Segundo o professor Simões, para que um técnico possa entender o funcionamento de um time de futebol, ele precisa conhecer:

Antropologia – valores da própria cultura,
Sociologia – fenômenos interativos,
Psicologia – questões psíquicas escondidas,
Filosofia – sustentar e julgar idéias,

Além de se aprofundar na teoria e pratica da modalidade

No Brasil, não há escolas semelhantes e a formação dos treinadores se dá, na maioria das vezes, pelo seu envolvimento com o futebol ao longo da vida. Na Edusp, o estagiário Edson Cardozo da Cruz, aluno do 2º ano de Letras, acha que há atributos mais importantes do que a escola de técnicos: “Claro que uma graduação ajuda, mas o essencial mesmo é que ele saiba explorar as características dos jogadores e, na hora certa, coloque o famoso ‘coração na chuteira'”, diz. “A gente vê muitos técnicos competentes que aprenderam tudo na prática mesmo, sem estudos.”

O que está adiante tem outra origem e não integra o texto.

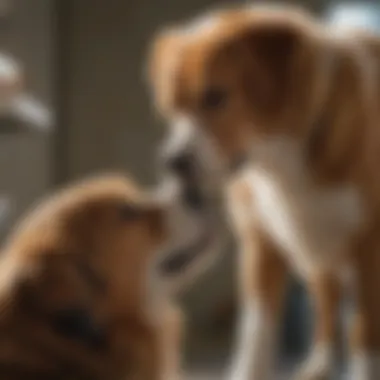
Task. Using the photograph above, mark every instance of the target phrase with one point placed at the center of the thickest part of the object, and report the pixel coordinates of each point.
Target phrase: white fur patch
(364, 366)
(253, 356)
(312, 224)
(319, 364)
(202, 25)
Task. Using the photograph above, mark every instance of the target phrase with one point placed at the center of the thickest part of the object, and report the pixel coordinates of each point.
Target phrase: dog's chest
(311, 224)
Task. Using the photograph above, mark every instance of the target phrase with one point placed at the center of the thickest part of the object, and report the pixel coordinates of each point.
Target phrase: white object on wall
(11, 81)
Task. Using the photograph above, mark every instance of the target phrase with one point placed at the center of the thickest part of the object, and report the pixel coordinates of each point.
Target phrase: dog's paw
(318, 365)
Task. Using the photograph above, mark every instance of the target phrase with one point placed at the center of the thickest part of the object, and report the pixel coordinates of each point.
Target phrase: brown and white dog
(80, 295)
(298, 104)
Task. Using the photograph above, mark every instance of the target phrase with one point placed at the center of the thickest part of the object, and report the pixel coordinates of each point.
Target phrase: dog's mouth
(178, 260)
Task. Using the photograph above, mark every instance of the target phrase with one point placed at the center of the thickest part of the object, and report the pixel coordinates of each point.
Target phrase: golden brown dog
(298, 104)
(75, 298)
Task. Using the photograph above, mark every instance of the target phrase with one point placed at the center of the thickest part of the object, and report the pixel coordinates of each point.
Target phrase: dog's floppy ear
(161, 69)
(274, 49)
(270, 52)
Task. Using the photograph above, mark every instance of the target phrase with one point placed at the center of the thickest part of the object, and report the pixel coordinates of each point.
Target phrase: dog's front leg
(325, 292)
(263, 276)
(171, 336)
(263, 279)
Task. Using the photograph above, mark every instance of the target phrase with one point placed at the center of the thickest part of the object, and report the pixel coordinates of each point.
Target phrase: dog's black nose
(193, 198)
(182, 165)
(78, 324)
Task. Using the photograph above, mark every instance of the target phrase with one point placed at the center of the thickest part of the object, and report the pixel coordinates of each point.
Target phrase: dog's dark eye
(130, 213)
(213, 98)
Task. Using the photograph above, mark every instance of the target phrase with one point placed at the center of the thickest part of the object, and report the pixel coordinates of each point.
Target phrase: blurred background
(73, 102)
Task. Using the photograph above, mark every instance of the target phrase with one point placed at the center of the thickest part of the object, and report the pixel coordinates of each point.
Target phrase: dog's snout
(181, 164)
(77, 323)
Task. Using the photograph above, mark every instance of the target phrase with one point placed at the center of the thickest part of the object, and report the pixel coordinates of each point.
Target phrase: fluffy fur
(75, 300)
(299, 103)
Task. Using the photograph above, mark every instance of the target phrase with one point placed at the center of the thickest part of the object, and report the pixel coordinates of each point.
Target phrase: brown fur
(283, 72)
(88, 247)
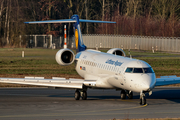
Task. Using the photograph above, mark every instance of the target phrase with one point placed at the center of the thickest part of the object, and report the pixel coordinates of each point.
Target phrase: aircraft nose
(148, 82)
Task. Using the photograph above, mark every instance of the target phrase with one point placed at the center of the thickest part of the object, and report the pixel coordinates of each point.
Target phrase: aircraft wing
(54, 82)
(167, 80)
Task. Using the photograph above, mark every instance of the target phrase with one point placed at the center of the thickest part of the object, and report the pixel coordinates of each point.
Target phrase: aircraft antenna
(65, 41)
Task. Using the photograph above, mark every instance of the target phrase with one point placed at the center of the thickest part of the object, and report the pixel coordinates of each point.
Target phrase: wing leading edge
(167, 80)
(54, 82)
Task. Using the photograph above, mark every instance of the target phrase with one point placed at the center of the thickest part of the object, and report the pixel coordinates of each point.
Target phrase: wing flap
(167, 80)
(57, 82)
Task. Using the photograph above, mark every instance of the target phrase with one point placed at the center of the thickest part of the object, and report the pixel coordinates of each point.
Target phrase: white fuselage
(109, 71)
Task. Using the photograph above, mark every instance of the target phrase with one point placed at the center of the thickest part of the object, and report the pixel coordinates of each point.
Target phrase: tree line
(133, 17)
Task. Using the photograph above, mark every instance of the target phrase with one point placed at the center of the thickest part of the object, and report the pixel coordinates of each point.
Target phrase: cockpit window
(148, 70)
(129, 70)
(139, 70)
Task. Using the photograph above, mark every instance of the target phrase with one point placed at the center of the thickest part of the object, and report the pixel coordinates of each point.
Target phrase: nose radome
(148, 82)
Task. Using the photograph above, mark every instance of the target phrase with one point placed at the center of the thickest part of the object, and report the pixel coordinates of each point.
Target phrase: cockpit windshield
(139, 70)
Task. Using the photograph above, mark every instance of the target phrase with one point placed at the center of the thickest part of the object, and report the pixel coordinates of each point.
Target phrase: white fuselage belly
(109, 71)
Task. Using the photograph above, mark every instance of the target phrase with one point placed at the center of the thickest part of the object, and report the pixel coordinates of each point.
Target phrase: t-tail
(77, 30)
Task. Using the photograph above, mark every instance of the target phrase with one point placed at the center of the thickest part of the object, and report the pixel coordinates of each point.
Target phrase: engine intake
(117, 51)
(65, 57)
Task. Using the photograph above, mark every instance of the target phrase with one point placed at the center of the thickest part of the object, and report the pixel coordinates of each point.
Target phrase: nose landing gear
(142, 98)
(82, 94)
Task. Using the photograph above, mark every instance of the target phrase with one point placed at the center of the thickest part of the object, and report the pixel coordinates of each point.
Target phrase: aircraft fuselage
(116, 72)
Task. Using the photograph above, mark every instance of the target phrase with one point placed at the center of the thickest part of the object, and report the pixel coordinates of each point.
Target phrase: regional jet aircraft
(111, 70)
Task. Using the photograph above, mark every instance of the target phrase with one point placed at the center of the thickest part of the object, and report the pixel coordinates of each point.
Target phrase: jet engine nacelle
(117, 51)
(65, 57)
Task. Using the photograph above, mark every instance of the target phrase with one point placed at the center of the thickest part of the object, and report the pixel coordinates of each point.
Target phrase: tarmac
(59, 104)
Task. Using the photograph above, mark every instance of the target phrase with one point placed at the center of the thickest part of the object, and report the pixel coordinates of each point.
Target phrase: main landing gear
(126, 93)
(82, 94)
(130, 96)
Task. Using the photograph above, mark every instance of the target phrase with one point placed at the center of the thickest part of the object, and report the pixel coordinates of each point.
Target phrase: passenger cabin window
(129, 70)
(139, 70)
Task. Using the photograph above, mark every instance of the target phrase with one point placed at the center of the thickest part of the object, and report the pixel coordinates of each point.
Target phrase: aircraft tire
(130, 96)
(84, 95)
(123, 94)
(143, 101)
(77, 95)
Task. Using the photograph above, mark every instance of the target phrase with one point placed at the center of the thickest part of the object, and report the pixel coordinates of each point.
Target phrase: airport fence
(169, 44)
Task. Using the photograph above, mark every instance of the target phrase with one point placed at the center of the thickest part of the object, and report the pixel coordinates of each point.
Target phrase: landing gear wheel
(123, 94)
(84, 95)
(143, 101)
(130, 95)
(77, 95)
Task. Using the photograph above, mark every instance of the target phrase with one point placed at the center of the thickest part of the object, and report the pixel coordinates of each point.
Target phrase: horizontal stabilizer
(52, 21)
(67, 21)
(55, 82)
(95, 21)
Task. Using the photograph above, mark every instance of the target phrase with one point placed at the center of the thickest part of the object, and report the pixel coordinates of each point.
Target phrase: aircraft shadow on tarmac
(169, 94)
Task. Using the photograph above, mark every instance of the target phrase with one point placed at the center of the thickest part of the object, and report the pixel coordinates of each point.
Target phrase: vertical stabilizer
(78, 36)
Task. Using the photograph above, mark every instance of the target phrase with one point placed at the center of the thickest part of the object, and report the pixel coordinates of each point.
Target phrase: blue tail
(77, 30)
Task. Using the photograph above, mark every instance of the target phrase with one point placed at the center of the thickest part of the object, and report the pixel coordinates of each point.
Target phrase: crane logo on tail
(76, 38)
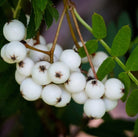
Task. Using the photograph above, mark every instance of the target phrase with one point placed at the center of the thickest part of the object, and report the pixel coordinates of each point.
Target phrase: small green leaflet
(132, 62)
(98, 26)
(126, 80)
(91, 46)
(107, 65)
(39, 7)
(132, 103)
(136, 128)
(121, 41)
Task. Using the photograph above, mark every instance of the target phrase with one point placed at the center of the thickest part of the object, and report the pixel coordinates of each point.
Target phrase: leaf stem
(105, 45)
(16, 11)
(57, 33)
(79, 33)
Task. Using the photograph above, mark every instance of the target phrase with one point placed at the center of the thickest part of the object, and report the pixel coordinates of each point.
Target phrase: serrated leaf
(126, 80)
(39, 7)
(121, 41)
(132, 103)
(105, 68)
(98, 25)
(136, 128)
(91, 46)
(132, 62)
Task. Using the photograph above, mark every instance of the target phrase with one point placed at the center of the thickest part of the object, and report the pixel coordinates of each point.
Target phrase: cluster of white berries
(62, 80)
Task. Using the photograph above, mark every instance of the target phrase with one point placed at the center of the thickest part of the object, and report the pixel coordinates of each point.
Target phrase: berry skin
(51, 94)
(94, 89)
(110, 104)
(98, 58)
(80, 97)
(38, 56)
(14, 30)
(40, 73)
(19, 77)
(94, 108)
(15, 51)
(76, 82)
(25, 66)
(3, 55)
(58, 72)
(30, 90)
(65, 98)
(70, 58)
(114, 89)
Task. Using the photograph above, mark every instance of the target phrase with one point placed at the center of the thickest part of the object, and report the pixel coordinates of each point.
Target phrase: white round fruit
(40, 73)
(30, 90)
(114, 89)
(94, 89)
(59, 72)
(76, 82)
(15, 51)
(57, 52)
(3, 55)
(51, 94)
(39, 56)
(70, 58)
(98, 58)
(14, 30)
(94, 108)
(80, 97)
(19, 77)
(25, 66)
(110, 104)
(65, 98)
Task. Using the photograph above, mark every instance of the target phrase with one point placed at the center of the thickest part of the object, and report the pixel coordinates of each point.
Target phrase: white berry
(70, 58)
(59, 72)
(15, 51)
(94, 108)
(76, 82)
(114, 88)
(94, 89)
(40, 73)
(25, 66)
(30, 90)
(14, 30)
(65, 98)
(51, 94)
(80, 97)
(19, 77)
(98, 58)
(110, 104)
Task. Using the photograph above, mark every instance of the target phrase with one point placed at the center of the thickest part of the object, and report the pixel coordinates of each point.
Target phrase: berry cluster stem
(105, 45)
(81, 38)
(57, 33)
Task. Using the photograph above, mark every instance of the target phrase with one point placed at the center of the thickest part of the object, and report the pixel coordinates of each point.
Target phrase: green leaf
(136, 128)
(98, 25)
(126, 80)
(91, 46)
(121, 41)
(132, 103)
(132, 62)
(39, 7)
(107, 65)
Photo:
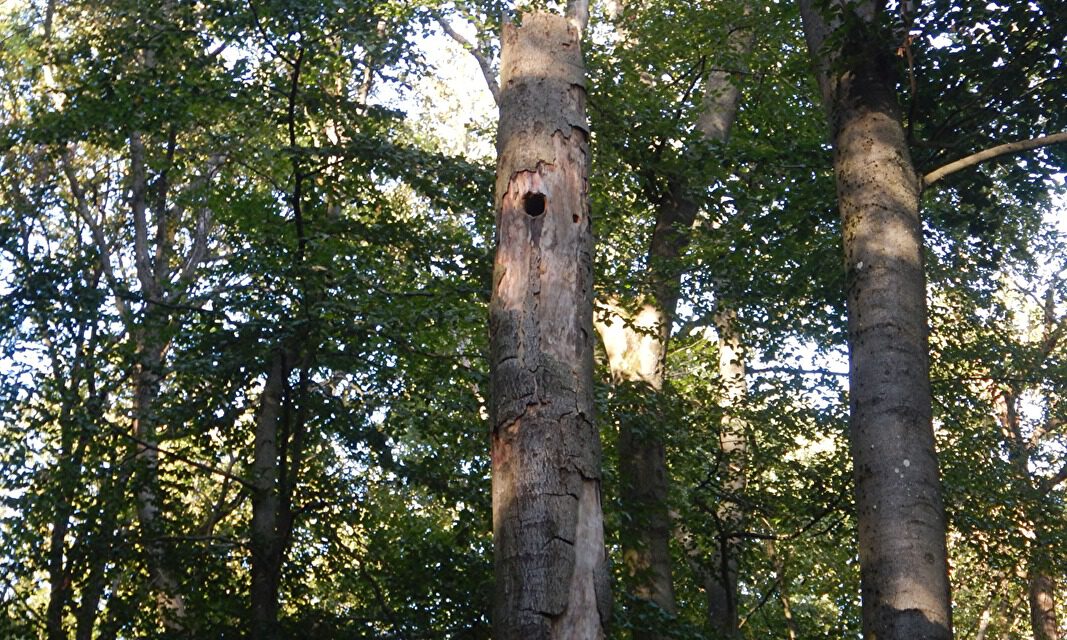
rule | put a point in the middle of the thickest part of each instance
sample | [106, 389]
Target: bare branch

Já o professor Antônio Carlos Simões diz que “se contam nos dedos os profissionais bem preparados. A maioria é ex-jogador e nem estudou nada do que precisava. A antiga Lei Zico ainda mencionava a participação das universidades para dar embasamento acadêmico aos técnicos, mas não foi nada concretizado. E a Lei Pelé, que está em vigor, não fala nada sobre isso.”

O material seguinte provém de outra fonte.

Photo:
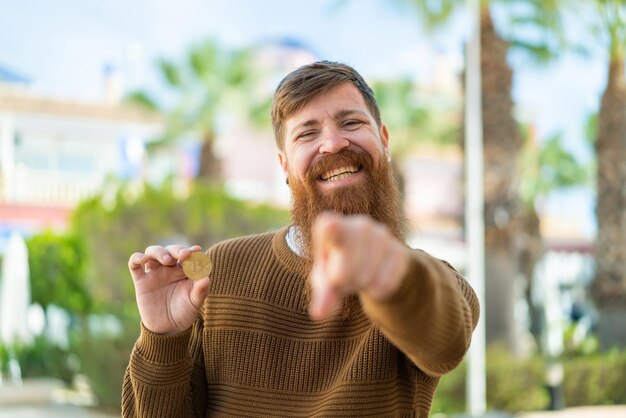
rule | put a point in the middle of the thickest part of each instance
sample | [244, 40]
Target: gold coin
[197, 265]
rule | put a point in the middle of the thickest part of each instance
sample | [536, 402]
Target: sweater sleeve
[431, 317]
[165, 376]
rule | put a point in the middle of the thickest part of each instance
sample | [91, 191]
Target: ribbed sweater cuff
[163, 349]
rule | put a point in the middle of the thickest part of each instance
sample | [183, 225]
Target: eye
[352, 123]
[307, 135]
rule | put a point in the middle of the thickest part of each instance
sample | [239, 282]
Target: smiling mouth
[340, 173]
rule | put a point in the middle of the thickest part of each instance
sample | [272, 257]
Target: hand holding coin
[197, 265]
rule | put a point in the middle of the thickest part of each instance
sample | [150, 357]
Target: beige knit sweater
[254, 351]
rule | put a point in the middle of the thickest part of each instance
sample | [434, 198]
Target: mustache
[345, 157]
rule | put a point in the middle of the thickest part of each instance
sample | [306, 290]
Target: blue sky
[63, 45]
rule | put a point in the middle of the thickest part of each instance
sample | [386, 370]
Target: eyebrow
[338, 115]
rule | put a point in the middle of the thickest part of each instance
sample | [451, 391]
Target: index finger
[328, 232]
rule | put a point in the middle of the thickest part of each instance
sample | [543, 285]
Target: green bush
[58, 267]
[512, 385]
[113, 226]
[516, 385]
[599, 379]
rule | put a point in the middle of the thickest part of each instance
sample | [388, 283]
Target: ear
[384, 137]
[282, 158]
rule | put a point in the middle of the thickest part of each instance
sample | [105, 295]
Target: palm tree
[412, 122]
[206, 84]
[610, 146]
[511, 226]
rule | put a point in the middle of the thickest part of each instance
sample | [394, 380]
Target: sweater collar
[286, 256]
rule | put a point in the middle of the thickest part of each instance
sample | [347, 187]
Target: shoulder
[249, 244]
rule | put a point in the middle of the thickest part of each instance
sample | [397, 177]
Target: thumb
[199, 292]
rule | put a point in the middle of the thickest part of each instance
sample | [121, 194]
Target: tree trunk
[510, 233]
[210, 168]
[609, 287]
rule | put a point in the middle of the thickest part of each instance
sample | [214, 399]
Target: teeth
[339, 173]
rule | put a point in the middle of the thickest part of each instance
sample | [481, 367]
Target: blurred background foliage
[85, 270]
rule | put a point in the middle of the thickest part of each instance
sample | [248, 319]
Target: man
[331, 316]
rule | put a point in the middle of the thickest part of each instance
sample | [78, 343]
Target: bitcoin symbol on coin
[197, 265]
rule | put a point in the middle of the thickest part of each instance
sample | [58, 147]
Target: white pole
[474, 211]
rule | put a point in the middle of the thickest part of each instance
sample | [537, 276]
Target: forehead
[338, 99]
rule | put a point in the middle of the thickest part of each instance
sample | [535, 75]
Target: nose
[333, 142]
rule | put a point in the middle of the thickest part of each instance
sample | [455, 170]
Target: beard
[378, 196]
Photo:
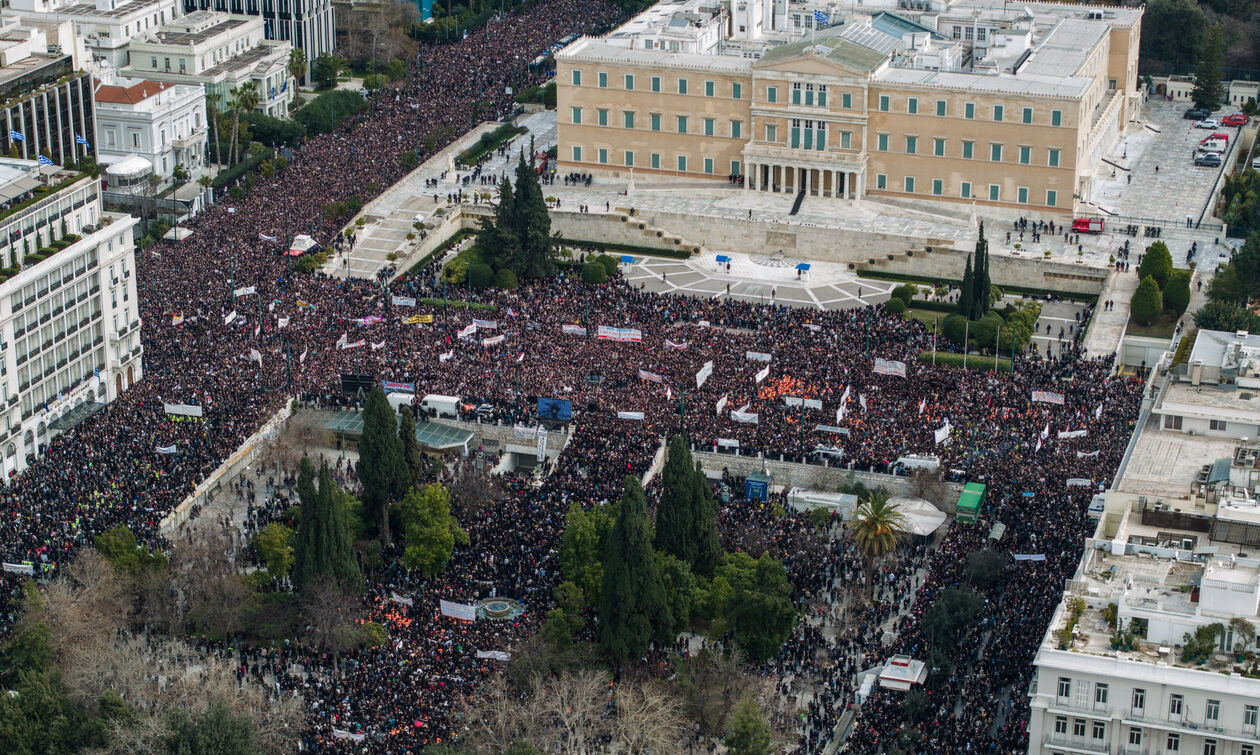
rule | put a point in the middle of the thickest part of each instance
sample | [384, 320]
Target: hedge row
[973, 362]
[625, 247]
[917, 279]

Na falta de condições ideais para formar treinadores, Simões entende que o sucesso de cada profissional depende da capacidade de perceber as condições humanas dos jogadores. “O ser humano tem vaidades, sofrimentos e é vulnerável às pressões. O técnico é um administrador de egos. O Parreira, por exemplo, tem o grande desafio de cuidar de vários egos, inclusive diante dos 180 milhões de palpiteiros que cobram o hexa.”